My research interests lie broadly in the fields of causal inference and Bayesian modeling.
I am particularly motivated in providing useful, applicable, and creative solutions to important scientific questions, and in developing tools that allow researchers to analyze data properly and flexibly.
When I’m not working on statistics, I enjoy running and rock climbing. I like to grow my own vegetables, though they don’t always survive. I love traveling and learning new languages. Within the next few years, I’m hoping to spend time hiking in Mongolia.
In cluster-randomized trials, individuals within a cluster are assigned the same treatment condition, but the treatment uptake status may vary across individuals due to noncompliance. We propose a semiparametric framework to evaluate the individual compliance effect and network assignment effect within principal strata exhibiting different patterns of noncompliance. The individual compliance effect captures the portion of the treatment effect attributable to changes in treatment receipt, while the network assignment effect reflects the pure impact of treatment assignment and spillover among individuals within the same cluster. We characterize new structural assumptions for nonparametric point identification, and we develop semiparametrically efficient estimators that combine data-adaptive machine learning methods with efficient influence functions.
In the presence of interference, IPW estimators often suffer from high variance. Under low-rank assumptions on the potential outcomes and in the presence of interference, we design optimal covariate balancing estimators. The framework encompasses commonly-invoked assumptions such as stratified or additive interference.
We study design-based causal inference when there are two distinct sets of units, one on which interventions are applied, and one on which the outcome is measured. We introduce various causal estimands and propose weighting estimators from a design-based perspective. We derive the estimators’ variance and prove consistency for a growing bipartite graph. In our analysis, we illustrate complications that arise from the positivity assumption, the experimental design, and the structure of the graph.
When the treated units are spatial areas, their relationship with the control units is expected to exhibit a spatial relationship. Under the vertical regression framework, we propose a Bayesian approach for estimation of causal effects with spatial panel data.
Estimating the parameters of a temporal, spatio-temporal, or mutually-exciting Hawkes process based on data that are available in aggregated form by time, space, or both.
Investigating treatment effect heterogeneity with spatio-temporal data, point pattern treatment and outcome, and spatial or spatio-temporal potential moderators
In cluster randomized experiments with selection bias due to recruitment, data are often only available on those that were recruited. Based on a principal stratification framework, we show that causal effects on the overall population are identifiable based on the recruited sample only.

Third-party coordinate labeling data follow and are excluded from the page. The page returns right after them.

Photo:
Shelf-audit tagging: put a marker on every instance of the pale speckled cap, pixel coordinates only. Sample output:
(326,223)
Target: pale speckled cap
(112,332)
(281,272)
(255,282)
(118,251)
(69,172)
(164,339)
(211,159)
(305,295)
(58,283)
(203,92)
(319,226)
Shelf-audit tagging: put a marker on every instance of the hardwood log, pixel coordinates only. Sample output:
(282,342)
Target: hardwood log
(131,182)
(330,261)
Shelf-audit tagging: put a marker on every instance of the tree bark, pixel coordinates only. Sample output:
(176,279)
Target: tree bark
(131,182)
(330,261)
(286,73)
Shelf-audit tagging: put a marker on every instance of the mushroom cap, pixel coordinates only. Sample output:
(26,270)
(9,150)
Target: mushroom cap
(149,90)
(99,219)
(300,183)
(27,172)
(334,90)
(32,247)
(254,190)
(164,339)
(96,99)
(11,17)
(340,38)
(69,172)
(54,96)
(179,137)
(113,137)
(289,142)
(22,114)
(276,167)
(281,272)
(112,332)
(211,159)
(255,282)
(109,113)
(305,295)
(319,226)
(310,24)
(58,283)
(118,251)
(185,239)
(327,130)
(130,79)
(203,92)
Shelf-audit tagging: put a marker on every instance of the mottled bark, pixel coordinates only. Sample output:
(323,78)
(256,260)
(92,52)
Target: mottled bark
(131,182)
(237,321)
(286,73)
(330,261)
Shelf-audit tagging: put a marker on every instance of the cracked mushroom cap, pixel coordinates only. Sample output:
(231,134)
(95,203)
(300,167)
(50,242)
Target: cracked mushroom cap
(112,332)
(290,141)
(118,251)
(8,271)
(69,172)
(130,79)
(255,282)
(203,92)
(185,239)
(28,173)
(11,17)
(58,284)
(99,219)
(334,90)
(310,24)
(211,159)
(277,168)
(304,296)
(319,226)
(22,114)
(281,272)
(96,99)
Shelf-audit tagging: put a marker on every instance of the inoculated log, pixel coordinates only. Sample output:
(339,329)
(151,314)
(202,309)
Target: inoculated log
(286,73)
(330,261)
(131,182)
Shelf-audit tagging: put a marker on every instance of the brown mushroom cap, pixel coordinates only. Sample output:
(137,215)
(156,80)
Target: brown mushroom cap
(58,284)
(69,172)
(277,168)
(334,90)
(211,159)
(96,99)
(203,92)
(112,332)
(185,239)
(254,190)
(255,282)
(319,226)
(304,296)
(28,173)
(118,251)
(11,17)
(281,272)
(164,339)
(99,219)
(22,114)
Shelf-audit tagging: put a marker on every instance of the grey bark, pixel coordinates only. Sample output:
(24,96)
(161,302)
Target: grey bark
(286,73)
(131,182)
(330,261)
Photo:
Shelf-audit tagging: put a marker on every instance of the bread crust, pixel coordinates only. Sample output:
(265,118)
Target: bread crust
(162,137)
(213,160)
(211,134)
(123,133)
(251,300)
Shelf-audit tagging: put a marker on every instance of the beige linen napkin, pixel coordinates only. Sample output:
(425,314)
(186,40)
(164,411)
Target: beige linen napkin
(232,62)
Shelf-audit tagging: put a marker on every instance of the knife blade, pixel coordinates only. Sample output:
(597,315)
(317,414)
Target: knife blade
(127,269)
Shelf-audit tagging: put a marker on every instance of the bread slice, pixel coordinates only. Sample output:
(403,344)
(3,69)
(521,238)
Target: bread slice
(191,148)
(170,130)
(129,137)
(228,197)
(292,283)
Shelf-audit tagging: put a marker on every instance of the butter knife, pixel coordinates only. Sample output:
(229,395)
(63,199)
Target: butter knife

We investigate the complications and opportunities when drawing causal inference from spatial observational data. We introduce causal diagrams that allow us to investigate the impact of spatial confounders, interference, and the inherent spatial structure in the exposure variable, and we illustrate that causal inference with spatial data has crucial differences to counterparts with independent observations. We then propose an approach that mitigates bias from unmeasured spatial confounding and incorporates interference within one framework.
We propose a latent factor interaction model for networks measured with error, and a variable importance metric for latent models. We use the model to address the geographic and taxonomic bias of ecological studies of species’ interactions, and identify the important bird and plant covariates for forming and detecting interactions.
Causal inference with interference for realistic treatment allocation programs. Evaluating the comparitive effectiveness of power plant emission reduction strategies for reducing ambient ozone concentrations.